Sarris's auteurist theory, he prefers to call it "a tendency", a Kierkegaardian "inner picture", a "critical instrument" (p. 278), "an attitude", "a table of values that converts film history into directorial autobiography" (p. 30), is a tentative "theory", a "theory" always, he says, in a state of flux (p. 34) precisely because it is historical. This historical approach to film theory would eventually lead Sarris to recognise, in his 1985 afterward to The American Cinema, that aesthetic preferences are, to some extent, in the eyes of the beholder (p. 271), something that should even make fin-de-siecle postmodernists jump for joy. Positif's revered auteurs, as Sarris points out, differed somewhat from those of Cahiers du Cinema.

Not everyone who has followed in the auteurist footsteps of Sarris has been as circumspect as Sarris. Just as those who followed in the footsteps of Marx tended to simplify and apply, in a rather knee jerk fashion the notion that the economy and who owned and controlled the means of production of that economy, were the "authors" of the culture of a given social formation, so many who counted themselves auteurists often came to see every director as a potential if not actual auteur. Jean Pierre Coursodon's wonderful two volume edited collection American Directors (1983), for instance, explores the themes and mise-en-scenes of 117 directors who worked in Hollywood during the studio era. Yoram Allon's, Del Cullen's, and Hannah Peterson's Contemporary North American Film Directors: A Wallflower Critical Guide (second edition, 2002) contains almost 600 pages of thematic and stylistic analyses of contemporary directors working in the US and Canada. The St. James Women Filmmakers Encyclopedia: Women on the Other Side of the Camera (1999) edited by Amy Unterburger's contains hundreds of entries on the themes and visual styles of a number of women directors. Assuming these are excesses they are "excesses" that cannot be laid at the doorstep of Andrew Sarris.

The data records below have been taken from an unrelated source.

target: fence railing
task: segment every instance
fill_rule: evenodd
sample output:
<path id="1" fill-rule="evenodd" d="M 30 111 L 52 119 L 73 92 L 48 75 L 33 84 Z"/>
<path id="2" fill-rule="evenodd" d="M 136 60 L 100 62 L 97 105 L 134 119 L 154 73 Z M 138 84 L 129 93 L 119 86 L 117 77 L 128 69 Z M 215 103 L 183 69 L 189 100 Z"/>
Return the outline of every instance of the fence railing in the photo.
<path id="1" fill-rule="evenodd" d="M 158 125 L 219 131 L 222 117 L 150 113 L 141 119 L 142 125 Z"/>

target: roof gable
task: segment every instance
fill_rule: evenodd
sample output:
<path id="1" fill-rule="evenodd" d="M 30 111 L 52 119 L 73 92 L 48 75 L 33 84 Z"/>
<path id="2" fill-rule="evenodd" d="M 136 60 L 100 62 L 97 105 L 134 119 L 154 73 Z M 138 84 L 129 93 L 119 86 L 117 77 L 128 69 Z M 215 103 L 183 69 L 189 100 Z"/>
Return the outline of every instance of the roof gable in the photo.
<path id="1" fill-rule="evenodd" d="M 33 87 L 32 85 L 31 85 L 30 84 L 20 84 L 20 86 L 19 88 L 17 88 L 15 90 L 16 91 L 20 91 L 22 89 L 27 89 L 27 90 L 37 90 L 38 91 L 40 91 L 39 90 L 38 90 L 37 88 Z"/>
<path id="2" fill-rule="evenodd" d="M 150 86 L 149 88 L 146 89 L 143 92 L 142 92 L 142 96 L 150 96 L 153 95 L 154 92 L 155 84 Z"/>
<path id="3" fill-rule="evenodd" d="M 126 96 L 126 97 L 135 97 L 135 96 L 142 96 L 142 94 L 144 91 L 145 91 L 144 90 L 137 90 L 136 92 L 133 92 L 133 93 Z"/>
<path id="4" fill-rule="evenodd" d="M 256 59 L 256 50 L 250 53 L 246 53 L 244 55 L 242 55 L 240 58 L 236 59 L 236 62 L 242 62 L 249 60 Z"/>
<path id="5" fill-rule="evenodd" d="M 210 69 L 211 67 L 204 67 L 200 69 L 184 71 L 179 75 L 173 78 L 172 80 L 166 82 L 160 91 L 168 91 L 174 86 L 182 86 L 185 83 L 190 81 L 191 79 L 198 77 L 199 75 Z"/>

Cinema is, of course, a collaborative enterprise as Sarris recognised way back in 1962. But the question is, is it really a more collaborative enterprise than any other art form? I don't think so. Painters, to pick one example, like directors, are not monads living in some mythical libertarian utopia before the coming of the equally mythical social compact. Painters are impacted in some way, shape, or form by the societies in which they live. Painters are impacted in some way, shape, or form by the cultures and world in which they live. Painters are impacted in some way, shape, or form by the paintings that came before them. Painters are impacted in some way, shape, or form by the economic realities in which they find themselves since they generally purchase art supplies from someone or something that produces them. Painters often have to deal with patrons and the owners of art galleries. Painters and their paintings are often impacted by cultures of criticism. Painters and their paintings are often impacted by the economic realities of the art market. It might be argued that Hollywood is a more collaborative enterprise than painting. And while that may be true the differences between a painter and most Hollywood directors is less binary--a painter is the "author" of a painting in the broadest sense of that term while a Hollywood director is not--than that both painters and Hollywood directors lie on a continuum in which there are similarities and differences between these two "artistic" enterprises. Filmmakers and painters, in other words, should be seen as part of the same family rather than as two entirely separate and distinct species.